Arjan van de Ven
On Fri, 2004-01-02 at 02:30, Peter Osterlund wrote:
The packet writing code has the restriction that a bio must not span a packet boundary. (A packet is 32*2048 bytes.) If the page when mapped to disk starts 2kb before a packet boundary, merge_bvec_fn therefore returns 2048, which is less than len, which is 4096 if the whole page is mapped, so the bio_add_page() call fails.
devicemapper has similar restrictions for raid0 format; in that case it's device-mappers job to split the page/bio. Just as it is UDF's task to do the same I suspect...
Old versions of the packet writing code did just that, but Jens told me that bio splitting was evil, so when the merge_bvec_fn functionality was added to the kernel, I started to use it. http://lists.suse.com/archive/packet-writing/2002-Aug/0044.html If merge_bvec_fn is not supposed to be able to handle the need of the packet writing code, I can certainly resurrect my bio splitting code. Btw, for some reason, this bug is not triggered when using the UDF filesystem on a CDRW. I've only seen it with the ext2 filesystem. -- Peter Osterlund - petero2@telia.com http://w1.894.telia.com/~u89404340
On Fri, Jan 02 2004, Peter Osterlund wrote:
Arjan van de Ven
writes: On Fri, 2004-01-02 at 02:30, Peter Osterlund wrote:
The packet writing code has the restriction that a bio must not span a packet boundary. (A packet is 32*2048 bytes.) If the page when mapped to disk starts 2kb before a packet boundary, merge_bvec_fn therefore returns 2048, which is less than len, which is 4096 if the whole page is mapped, so the bio_add_page() call fails.
devicemapper has similar restrictions for raid0 format; in that case it's device-mappers job to split the page/bio.

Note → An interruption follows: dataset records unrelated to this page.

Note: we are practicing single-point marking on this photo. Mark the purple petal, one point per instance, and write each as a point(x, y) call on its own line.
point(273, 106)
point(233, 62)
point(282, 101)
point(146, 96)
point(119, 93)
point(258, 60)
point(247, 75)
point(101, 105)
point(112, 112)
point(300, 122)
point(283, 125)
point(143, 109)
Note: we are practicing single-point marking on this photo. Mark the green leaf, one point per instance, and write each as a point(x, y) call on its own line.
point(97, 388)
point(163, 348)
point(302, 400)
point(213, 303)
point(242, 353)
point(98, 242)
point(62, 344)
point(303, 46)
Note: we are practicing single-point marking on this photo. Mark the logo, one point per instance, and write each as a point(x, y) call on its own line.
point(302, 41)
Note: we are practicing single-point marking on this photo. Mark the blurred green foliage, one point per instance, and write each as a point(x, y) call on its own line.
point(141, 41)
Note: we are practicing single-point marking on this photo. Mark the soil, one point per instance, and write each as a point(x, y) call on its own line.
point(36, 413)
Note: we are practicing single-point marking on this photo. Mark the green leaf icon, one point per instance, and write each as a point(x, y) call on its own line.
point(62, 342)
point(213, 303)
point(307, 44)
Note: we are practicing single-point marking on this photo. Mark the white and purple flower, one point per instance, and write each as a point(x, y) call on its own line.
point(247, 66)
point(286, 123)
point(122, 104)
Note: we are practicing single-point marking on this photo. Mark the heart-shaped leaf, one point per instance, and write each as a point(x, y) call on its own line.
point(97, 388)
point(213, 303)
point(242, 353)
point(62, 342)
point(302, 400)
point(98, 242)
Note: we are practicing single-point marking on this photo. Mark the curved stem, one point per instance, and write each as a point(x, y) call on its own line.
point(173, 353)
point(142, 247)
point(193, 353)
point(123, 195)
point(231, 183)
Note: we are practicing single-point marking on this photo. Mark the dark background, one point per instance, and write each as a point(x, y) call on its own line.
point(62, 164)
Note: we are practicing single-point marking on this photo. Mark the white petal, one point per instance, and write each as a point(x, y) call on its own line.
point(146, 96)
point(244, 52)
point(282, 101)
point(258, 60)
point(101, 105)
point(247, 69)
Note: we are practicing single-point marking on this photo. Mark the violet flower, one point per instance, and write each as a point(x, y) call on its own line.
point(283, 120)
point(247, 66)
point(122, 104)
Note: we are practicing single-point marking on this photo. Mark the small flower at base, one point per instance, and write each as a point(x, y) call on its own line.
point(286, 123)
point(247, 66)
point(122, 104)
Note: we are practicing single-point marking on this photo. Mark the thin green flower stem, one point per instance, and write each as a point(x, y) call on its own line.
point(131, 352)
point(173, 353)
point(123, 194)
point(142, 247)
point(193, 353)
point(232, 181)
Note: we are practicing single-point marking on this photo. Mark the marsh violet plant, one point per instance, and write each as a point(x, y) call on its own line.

Just as it is UDF's task to do the same I suspect...
Old versions of the packet writing code did just that, but Jens told me that bio splitting was evil, so when the merge_bvec_fn functionality was added to the kernel, I started to use it.

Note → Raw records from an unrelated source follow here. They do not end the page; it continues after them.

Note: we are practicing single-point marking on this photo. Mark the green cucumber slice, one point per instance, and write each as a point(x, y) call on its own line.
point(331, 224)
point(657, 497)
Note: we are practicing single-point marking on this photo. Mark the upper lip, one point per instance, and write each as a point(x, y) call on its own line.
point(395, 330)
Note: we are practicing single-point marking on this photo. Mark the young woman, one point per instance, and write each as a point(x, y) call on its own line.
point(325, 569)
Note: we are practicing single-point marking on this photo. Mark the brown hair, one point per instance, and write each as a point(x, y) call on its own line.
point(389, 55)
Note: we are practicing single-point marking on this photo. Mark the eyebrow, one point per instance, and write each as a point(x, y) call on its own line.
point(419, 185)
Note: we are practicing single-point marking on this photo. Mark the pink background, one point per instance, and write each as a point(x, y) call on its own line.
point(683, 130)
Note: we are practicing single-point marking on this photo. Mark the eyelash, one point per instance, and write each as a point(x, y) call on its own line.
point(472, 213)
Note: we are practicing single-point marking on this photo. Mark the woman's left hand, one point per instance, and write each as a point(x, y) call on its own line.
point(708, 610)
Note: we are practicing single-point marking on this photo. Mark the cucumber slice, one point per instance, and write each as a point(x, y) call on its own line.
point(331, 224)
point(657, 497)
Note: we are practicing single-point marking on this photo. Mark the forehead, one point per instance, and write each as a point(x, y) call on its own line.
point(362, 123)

http://lists.suse.com/archive/packet-writing/2002-Aug/0044.html
Splitting is evil, but unfortunately it's a necessary evil... There are a few kernel helpers to make supporting it easier (see bio_split()). Not so sure how well that'll work for you, you may have to do the grunt work yourself.
If merge_bvec_fn is not supposed to be able to handle the need of the packet writing code, I can certainly resurrect my bio splitting code.
Only partially. Read my email: you _must_ accept a page addition to an empty bio. You can refuse others. For the single page case, you may need to split.
Btw, for some reason, this bug is not triggered when using the UDF filesystem on a CDRW. I've only seen it with the ext2 filesystem.
Does UDF use mpage? The fact that it doesn't trigger on UDF doesn't mean that packet writing isn't breaking the API :) -- Jens Axboe
Jens Axboe
On Fri, Jan 02 2004, Peter Osterlund wrote:
Arjan van de Ven
writes: On Fri, 2004-01-02 at 02:30, Peter Osterlund wrote:
The packet writing code has the restriction that a bio must not span a packet boundary. (A packet is 32*2048 bytes.) If the page when mapped to disk starts 2kb before a packet boundary, merge_bvec_fn therefore returns 2048, which is less than len, which is 4096 if the whole page is mapped, so the bio_add_page() call fails.
devicemapper has similar restrictions for raid0 format; in that case it's device-mappers job to split the page/bio. Just as it is UDF's task to do the same I suspect...
Old versions of the packet writing code did just that, but Jens told me that bio splitting was evil, so when the merge_bvec_fn functionality was added to the kernel, I started to use it.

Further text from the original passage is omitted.